Eating lightly for me means fish and veggies. For some reason, that seems to work for me. So I went back to my old salmon-in-a-packet standby.

It's so easy. Even if you're not cooking for yourself, you should add this to your repertoire. Just multiply the ingredients and packets.

And if you are cooking for yourself, I have a bunch of tricks that make this super single-person friendly.

Here's how it goes:

Go to the store and get yourself a nice piece of wild, line caught, salmon. Then go to the salad bar. Get corn, red peppers, and jalapenos. You want about 1/2 cup of corn, 1/4 cup red peppers, and a couple of tablespoons of jalapenos. And cilantro, a few tablespoons of that. If you remember to get cilantro, which I did not. 



Chop up the peppers if you need to. Try to get the pieces roughly the same size. Perfection is not required here.

Salt and pepper the corn/jalapeno/pepper mix and put it on a piece of foil. Add a few dots of butter.
 

Put your piece of salmon on top of the pile.

Oh. Crap. Set your oven to 450! You should have done that before! Do it now!

Ok, and then take a wedge of lime and squeeze it over your salmon on the pile of veggies. Salt and pepper it, and place lime wedges on top and then dots of butter.


Pull up the long sides of the foil and fold over the top so it's sealed. Then roll up the ends.
 

Now bake it. For 15 minutes. Or 20 minutes if you have a super thick filet, but I suggest you cook it for 15.

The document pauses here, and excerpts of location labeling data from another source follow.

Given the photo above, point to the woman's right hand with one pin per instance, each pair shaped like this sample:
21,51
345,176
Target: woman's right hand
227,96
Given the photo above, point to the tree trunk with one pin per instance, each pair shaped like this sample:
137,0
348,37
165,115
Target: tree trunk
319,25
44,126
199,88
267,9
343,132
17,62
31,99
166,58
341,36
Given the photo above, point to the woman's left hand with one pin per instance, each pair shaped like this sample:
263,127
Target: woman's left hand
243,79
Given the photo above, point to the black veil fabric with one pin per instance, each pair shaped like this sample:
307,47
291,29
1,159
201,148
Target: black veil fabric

Be super careful when you take it out as you don't want to burn yourself on the steam coming from the packet of delicious.

It'll look like this:


If you, like me, had a piece of salmon with the skin on it, remove the salmon with a spatula to a cutting board. Flip it over and peel off the skin.


Tasty! (And healthy!)

The juices are delicious, by the way. You may want to consider serving this in a bowl so you can drink the juices at the end. Luckily, you're dining alone so such behavior is totally ok.